Reports from SC proceedings, in this case, suggest the court is also looking at the possibility of reinterpreting “secret ballot” to allow votes to be identifiable. This would in effect be equivalent to the SC amending the constitution itself, which goes against the very foundation of our constitutional framework and separation of powers.
Let’s hope the SC sticks to the question in the reference before it and allows parliament to decide questions of desirability.
MUHAMMAD AHMAD PANSOTA:
The government’s uncertainty about the conduct of Senate elections through an open ballot adopting three different routes has ignited a constitutional and political debate across the country.
Referral of issue to the SC invoking its advisory jurisdiction under Article 186 of the Constitution for an opinion, tabling of constitutional amendment seeking amendment in Article 226 of the Constitution and then finally the passing of an ordinance on the subject by the president has certainly added to the already existing confusion on the subject.

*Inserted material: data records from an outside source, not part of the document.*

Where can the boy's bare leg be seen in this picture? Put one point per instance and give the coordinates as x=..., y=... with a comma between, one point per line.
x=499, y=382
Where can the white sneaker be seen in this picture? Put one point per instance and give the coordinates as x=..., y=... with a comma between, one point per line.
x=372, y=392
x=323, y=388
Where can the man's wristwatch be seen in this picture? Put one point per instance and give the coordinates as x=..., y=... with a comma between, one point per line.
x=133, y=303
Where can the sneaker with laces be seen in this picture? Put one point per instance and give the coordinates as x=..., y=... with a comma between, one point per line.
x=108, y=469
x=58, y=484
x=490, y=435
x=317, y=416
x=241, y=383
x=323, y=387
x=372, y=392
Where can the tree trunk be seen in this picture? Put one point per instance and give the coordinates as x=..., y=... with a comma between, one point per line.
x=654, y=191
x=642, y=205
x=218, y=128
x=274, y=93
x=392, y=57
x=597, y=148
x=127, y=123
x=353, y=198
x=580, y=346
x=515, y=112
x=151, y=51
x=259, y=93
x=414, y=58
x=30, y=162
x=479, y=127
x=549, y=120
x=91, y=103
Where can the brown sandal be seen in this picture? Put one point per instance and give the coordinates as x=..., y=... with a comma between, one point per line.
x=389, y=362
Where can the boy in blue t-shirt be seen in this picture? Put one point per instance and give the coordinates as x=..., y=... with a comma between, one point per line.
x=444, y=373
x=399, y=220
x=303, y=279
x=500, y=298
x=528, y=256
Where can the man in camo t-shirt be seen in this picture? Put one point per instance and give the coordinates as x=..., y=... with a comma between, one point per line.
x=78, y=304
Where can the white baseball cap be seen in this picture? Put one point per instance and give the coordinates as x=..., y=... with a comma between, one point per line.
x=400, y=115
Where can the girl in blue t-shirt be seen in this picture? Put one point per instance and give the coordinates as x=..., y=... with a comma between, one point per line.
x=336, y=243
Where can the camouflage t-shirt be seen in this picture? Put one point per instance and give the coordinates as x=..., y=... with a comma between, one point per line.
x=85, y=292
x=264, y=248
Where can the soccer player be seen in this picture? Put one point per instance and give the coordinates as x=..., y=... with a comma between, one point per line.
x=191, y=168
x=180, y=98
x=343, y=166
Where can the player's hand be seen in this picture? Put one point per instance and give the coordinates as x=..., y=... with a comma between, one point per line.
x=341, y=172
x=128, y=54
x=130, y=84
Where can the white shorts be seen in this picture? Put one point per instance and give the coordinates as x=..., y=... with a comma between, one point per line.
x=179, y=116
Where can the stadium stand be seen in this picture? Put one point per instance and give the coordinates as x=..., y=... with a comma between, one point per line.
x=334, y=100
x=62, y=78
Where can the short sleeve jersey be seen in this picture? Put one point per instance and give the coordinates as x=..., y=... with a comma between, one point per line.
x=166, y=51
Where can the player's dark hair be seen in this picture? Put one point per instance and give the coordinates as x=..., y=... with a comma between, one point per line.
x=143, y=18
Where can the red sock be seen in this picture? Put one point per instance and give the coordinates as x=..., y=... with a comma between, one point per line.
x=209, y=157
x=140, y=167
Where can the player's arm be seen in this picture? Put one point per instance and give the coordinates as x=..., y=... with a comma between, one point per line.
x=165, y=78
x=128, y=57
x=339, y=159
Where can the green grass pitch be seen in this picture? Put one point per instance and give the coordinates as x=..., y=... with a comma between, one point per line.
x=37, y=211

Article 59 (2) of the Constitution states that the election of the Senate has to take place through a system of proportional representation and the members of the Senate should hold office for a term of 6 years. Article 218 (1) of the Constitution further states that the ECP is empowered to conduct elections of both houses: Senate and the National Assembly and Article 218 (3) embodies a duty on the ECP to conduct the elections in the best possible manner; in a fair, just and honest exercise–in accordance with the law. Confusion appears as a result of article 226, which says that the Constitution stipulates that all elections which are conducted “under the constitution”, except for the positions of Prime Minister and Chief Minister shall be by a secret ballot.
Chapter VII of the EA, section 122(6) provides that “poll for election of members of Senate shall be held by secret ballot”.
This gives rise to a million-dollar question i.e. whether the Senate is an election under the constitution and, if not, can the government amend section 122(6) of the EA?
Recently through a presidential ordinance, section 122(6) of the EA has been amended so as to allow for open and identifiable ballot subject to the outcome of the Reference No.1 0f 2021 pending before the SC to determine whether the election of the Senate falls under the Constitution or not?
Supreme Court through its judgment bearing CAS No.760-765 of 2016 titled as “Province of Sindh vs. MQM etc.” declared local government elections could be conducted through either secret or open ballot so long as the applicable law stated its legislative preference.
The government, in light of the above judgment, could have either amended the law through an ordinance or an act of parliament. The government chooses to promulgate the ordinance which, in my view, appears to be legal and constitutional, however, should not have been passed before the decision of the reference.
Dragging the courts into politics is not an appreciable move when the same could have been achieved without filing the said reference.